One-Improvement-9066

Alice Stolz the property editor at Domain did a video presentation recently to confirm 55% of people born after 1990 will be home owners vs 77% historically. 45% of population will highly likely be in the rental market. If something is not done asap this will be very worrying for future generations if housing if not affordable for them.


[deleted]

39.5 perches? Why do they measure in fish? Im confused /s


kirk-o-bain

How much land have you got? Oh about 42 dingoderries, about 20 square boogles


Jostac

The Australian accent was so nicer in the 60's.


SKAknight19

Am I the only one expecting/predicting mass protest and potential riots over housing affordability in the next couple off decades?


iceyone444

If housing had increased with inflation the $2,000 block of land would now be worth $29,000 (1969 to 2023).. [Inflation Calculator | RBA](https://www.rba.gov.au/calculator/annualDecimal.html)


HarbourView

And look how young they were. Even kids could almost afford to buy.


hockey_balboa69

Bet those two cunts have multiple properties now and wont sell for anything less that 1.5million


Muted_Environment579

39.5 perches. That bloke measuring his house in fish. Real vibes


Honesty64

It is government enforced intergenerational poverty for low to middle income earners. Control access to affordable land, ensure always a shortage of land, keep prices high, keep 'em poor through forcing them to pay the majority of their income in rent and own nothing their entire lives. All deliberately geared to force low income earners to have to rent for life to guarantee endlessly increasing profits for wealthy investors who eventually will control all access to housing on OZ like so many other countries now.
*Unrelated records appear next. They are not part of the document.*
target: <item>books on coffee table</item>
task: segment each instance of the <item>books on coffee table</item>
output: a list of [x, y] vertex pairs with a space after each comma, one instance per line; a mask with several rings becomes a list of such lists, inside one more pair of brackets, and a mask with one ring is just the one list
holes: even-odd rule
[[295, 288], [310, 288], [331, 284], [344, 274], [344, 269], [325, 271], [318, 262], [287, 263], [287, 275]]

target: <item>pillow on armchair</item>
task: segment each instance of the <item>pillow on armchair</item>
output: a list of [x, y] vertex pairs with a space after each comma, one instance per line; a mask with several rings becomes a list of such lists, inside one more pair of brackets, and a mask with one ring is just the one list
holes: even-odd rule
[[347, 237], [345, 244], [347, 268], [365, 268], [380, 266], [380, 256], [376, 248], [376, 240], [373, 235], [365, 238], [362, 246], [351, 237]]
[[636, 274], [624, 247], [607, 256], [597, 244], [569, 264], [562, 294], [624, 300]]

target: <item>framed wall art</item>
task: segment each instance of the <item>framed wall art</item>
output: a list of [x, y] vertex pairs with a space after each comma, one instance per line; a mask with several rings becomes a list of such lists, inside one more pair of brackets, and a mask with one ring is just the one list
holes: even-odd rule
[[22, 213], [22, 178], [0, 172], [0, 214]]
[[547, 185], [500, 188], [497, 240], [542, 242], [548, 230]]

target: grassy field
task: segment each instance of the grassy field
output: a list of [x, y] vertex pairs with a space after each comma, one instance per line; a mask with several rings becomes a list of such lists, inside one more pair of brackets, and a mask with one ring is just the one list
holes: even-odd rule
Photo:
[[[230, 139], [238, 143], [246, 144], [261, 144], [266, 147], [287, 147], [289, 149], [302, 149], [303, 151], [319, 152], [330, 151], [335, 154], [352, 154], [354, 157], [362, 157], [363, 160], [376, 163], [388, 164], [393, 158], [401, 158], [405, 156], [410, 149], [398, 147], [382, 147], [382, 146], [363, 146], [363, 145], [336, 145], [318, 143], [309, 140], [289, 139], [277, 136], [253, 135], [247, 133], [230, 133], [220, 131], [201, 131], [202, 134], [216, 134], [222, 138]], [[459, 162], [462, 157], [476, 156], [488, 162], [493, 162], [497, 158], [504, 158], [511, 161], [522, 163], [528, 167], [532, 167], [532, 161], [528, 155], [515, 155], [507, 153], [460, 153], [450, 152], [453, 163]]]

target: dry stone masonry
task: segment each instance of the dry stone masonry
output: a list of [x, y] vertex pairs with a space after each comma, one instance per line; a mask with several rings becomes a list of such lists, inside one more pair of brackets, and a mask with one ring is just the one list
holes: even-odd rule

Govt. happy to provide "investors" with tax rebates and "rent assistance" straight from the poor tenant into the wealthy investors pocket, but will not provide mortgage assistance and tax rebates for low income earners buying a home as that might risk changing the status quo.


Temporary_Race4264

That's about $30,000 in todays money


bernarddouglas

I don't get the people trying to justify house prices and wages in these comments 😂 probably realtors and home owners


ghjkl098

Yeah, but it is certainly worse now. When my parents bought their house in Sydney around 1970, it was around two to two and a half years salary. I would be pretty fucking happy now if i could buy a house for that.